More than a few things are counter  intuitive but fairly obvious. I’m pretty sure that in the course of time, I’m either going go insane or be a happy enough expat.
I despise how clunky and slow editing text is on my iPad Pro compared to my Android tablet. It’s less issues like keyboard management and more that it is a tap happy affair created by folks that love slowly dragging and dropping everything instead of quickly tapping and sliding a cursor pip around. The two finger track pad trick built into Apple’s keyboard is really a useful trick. It’s on par with using a scroll wheel to move your cursor left/right and being able to suddenly mouse around: but I only learned this trick by poking around the user guide in a browser. Otherwise I’d have no clue it existed.

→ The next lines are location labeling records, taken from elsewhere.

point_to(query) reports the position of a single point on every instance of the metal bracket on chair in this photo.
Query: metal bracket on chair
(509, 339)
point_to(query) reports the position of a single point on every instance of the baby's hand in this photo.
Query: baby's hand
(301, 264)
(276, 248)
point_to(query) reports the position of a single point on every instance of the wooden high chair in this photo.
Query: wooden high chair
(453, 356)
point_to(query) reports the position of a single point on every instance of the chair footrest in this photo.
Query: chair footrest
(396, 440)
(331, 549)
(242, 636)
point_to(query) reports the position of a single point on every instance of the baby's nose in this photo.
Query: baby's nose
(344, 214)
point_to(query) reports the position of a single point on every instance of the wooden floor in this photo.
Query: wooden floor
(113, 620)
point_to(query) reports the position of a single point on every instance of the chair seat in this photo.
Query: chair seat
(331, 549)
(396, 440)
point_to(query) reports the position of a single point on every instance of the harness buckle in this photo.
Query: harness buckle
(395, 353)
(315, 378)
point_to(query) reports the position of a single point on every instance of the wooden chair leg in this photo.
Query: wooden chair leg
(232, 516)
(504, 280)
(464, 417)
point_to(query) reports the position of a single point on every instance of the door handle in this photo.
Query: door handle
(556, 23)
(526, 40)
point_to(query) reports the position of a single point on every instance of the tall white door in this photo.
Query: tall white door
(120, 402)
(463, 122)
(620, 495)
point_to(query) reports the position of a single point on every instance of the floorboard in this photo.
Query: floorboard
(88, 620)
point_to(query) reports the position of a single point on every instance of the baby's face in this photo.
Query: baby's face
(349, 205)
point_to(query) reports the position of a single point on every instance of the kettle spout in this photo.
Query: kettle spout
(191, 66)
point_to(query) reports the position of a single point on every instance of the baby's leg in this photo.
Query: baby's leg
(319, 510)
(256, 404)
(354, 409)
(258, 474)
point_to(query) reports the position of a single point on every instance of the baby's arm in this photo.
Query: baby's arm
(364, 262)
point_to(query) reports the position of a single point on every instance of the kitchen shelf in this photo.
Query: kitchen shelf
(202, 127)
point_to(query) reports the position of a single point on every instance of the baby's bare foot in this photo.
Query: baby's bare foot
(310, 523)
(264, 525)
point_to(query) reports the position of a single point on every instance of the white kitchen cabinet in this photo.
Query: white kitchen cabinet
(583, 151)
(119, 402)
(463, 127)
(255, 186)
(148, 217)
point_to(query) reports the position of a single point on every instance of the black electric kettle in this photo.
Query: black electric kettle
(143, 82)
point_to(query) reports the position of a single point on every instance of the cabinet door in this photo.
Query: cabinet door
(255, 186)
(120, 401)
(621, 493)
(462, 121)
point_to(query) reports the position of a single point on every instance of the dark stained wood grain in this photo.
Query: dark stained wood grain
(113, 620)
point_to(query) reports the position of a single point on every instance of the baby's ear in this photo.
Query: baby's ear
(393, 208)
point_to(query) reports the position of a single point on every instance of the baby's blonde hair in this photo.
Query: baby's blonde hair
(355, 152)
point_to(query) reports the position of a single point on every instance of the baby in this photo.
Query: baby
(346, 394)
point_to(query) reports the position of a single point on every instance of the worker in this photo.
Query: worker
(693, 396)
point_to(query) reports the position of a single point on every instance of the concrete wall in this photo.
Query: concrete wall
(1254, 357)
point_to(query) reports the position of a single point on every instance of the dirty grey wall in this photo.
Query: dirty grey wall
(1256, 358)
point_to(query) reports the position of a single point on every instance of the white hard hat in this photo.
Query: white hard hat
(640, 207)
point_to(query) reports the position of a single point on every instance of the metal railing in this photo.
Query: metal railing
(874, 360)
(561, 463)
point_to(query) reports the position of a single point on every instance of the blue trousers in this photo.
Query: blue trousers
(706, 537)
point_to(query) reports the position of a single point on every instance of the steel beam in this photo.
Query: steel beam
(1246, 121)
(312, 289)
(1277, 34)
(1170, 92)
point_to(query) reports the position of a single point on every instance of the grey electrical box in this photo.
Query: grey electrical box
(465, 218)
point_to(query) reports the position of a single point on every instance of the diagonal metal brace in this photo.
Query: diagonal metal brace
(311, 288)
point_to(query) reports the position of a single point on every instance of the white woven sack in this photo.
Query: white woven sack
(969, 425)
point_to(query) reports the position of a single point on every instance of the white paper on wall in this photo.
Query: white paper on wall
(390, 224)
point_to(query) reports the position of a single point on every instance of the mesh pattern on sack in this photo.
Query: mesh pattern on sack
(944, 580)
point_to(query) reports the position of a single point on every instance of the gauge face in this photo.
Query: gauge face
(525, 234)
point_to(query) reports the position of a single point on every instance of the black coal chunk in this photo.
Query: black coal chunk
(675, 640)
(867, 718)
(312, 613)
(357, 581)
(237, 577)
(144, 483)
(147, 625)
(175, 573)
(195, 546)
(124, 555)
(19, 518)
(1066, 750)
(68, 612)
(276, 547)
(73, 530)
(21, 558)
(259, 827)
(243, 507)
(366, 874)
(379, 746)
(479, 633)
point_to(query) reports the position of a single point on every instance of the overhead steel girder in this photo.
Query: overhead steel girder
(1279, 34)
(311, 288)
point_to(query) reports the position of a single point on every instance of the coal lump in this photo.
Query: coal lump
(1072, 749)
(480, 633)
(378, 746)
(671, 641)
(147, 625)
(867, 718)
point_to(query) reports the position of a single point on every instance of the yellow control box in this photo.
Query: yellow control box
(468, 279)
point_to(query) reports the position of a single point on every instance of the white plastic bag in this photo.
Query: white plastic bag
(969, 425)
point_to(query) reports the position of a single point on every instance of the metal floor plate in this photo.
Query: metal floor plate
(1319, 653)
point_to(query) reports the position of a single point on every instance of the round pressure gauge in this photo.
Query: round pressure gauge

Beyond that, I really wish Apple would steal Google’s cursor stuff from Android!

Engadget: Engadget readers love the iPad Pro 12.9.

I find it curious that as things has marched in there is really two kinds of people. Those who think that tablets are garbage and those that love their tablets.

In both cases people trying to push the software tend to miss PC’isms that they take for granted or just learn to achieve the same things in different ways.